I remember the year 2000. I was living in Honduras, far back in the mountains with a missionary family, teaching in a little mission school. It was a beautiful country—lush, green, and full of life—but it wasn’t home. My heart was in Missouri. I was young, but that didn’t stop the ache in my chest that came and went like waves. I was homesick.

Every week, my mother would write me a letter. I lived for those messages. The mail didn’t reach our village, so we had to wait for someone traveling back from the larger town to bring it along. I would sometimes hitch a ride out on Saturday morning just to check the mail. Then, I’d catch another ride back Saturday evening, hoping for even one envelope with familiar handwriting and a Missouri postmark. Her words brought comfort. They reminded me of who I was, where I came from, and what I was headed back to. Home.

There’s a different kind of homesickness I carry now. It’s deeper, quieter, and stronger. It’s Sehnsucht. The longing for a homeland I’ve never been to—but one I was made for.

The Bible speaks of this ache. Hebrews 11 tells us of men and women who lived by faith—”strangers and pilgrims on the earth”—and who “desire a better country, that is, a heavenly one. Therefore God is not ashamed to be called their God, for He has prepared a city for them” (Hebrews 11:16 NKJV). It’s the city with foundations, “whose builder and maker is God” (Hebrews 11:10). That passage always stirs something in me. Those saints of old had their eyes fixed on something they couldn’t yet see. They were homesick for heaven.

Peter speaks of it too, in words that carry a holy hope: “Nevertheless we, according to His promise, look for new heavens and a new earth in which righteousness dwells” (2 Peter 3:13). What a day that will be—no more sin or Satan, no more injustice, no more wars or rumors of wars. A world where Jesus reigns in total righteousness.

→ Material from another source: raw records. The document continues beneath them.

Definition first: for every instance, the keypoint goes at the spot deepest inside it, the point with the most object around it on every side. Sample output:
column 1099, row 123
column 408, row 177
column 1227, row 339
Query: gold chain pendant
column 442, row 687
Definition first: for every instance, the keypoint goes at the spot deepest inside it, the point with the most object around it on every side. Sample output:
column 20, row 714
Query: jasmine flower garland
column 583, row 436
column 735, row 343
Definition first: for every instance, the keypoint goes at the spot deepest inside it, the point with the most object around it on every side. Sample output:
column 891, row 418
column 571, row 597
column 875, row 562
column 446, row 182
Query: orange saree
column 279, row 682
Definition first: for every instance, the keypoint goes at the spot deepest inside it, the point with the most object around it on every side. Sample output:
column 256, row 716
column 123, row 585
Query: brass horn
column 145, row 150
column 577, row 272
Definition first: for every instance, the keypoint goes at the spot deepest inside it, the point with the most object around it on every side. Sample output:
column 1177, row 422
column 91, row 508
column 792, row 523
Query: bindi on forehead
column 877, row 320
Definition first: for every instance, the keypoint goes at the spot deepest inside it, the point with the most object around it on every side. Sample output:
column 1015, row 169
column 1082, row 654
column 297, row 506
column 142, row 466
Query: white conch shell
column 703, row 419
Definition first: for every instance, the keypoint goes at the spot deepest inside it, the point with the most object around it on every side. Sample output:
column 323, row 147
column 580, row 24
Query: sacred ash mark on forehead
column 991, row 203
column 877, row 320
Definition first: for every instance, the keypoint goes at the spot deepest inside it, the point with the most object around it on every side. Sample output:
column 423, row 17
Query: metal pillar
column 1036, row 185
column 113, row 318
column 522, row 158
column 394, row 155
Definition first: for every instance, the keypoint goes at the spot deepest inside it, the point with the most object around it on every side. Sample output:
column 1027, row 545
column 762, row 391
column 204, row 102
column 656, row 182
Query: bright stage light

A few years back I wrote these words, and they still ring true today:

“I am excited about the world to come. A new heavens and new earth wherein dwells only righteousness. No more sin and Satan. No more injustice. No more wars and rumors of wars. No more fraudulent behavior. Where I become more of what I always wanted to be. More like Him. He will make it worth being there. He will be the Light. The Attraction. The Reason. The Restorer. The Joy. Can you imagine getting a New World like this along with Him? I am excited about the world to come!”

That’s what keeps us going, isn’t it? That’s what steadies us in the sometimes overwhelming weariness of the now. This world is groaning under the weight of sin, and our spirits groan too. The Apostle Paul described it in Romans 8:23: “Even we ourselves groan within ourselves, eagerly waiting for the adoption, the redemption of our body.”

It’s homesickness, plain and simple. Sehnsucht. But it’s not a hopeless ache; it’s a homesickness anchored in a promise. Jesus said in John 14:2–3, “In My Father’s house are many mansions… I go to prepare a place for you… that where I am, there you may be also.”

I believe Him. Just like I used to scan the faces of those returning from the city to see if they carried letters, I now watch the sky. One day, we will see Him break through the clouds, and everything we longed for will finally be fulfilled. Revelation 21 says it like this: “And I saw a new heaven and a new earth… and there shall be no more death, nor sorrow, nor crying. There shall be no more pain, for the former things have passed away.”

Yes, I am homesick. But this time, it’s not the Missouri home I long for. It’s something higher. Something brighter. Something eternal. And the same God who comforted me in Honduras with letters from home now comforts me with letters from heaven. His Word is full of reminders. Full of hope. Full of promise. I keep opening the pages and reading the mail. And one day soon, He’ll come back and take us there to be with Him forever.

Until then, let’s not get too comfortable here. Let’s keep longing. Let’s keep watching. Let’s keep living like strangers and pilgrims—faithful, hopeful, and homesick—for a country we’ve never seen, but one we already belong to.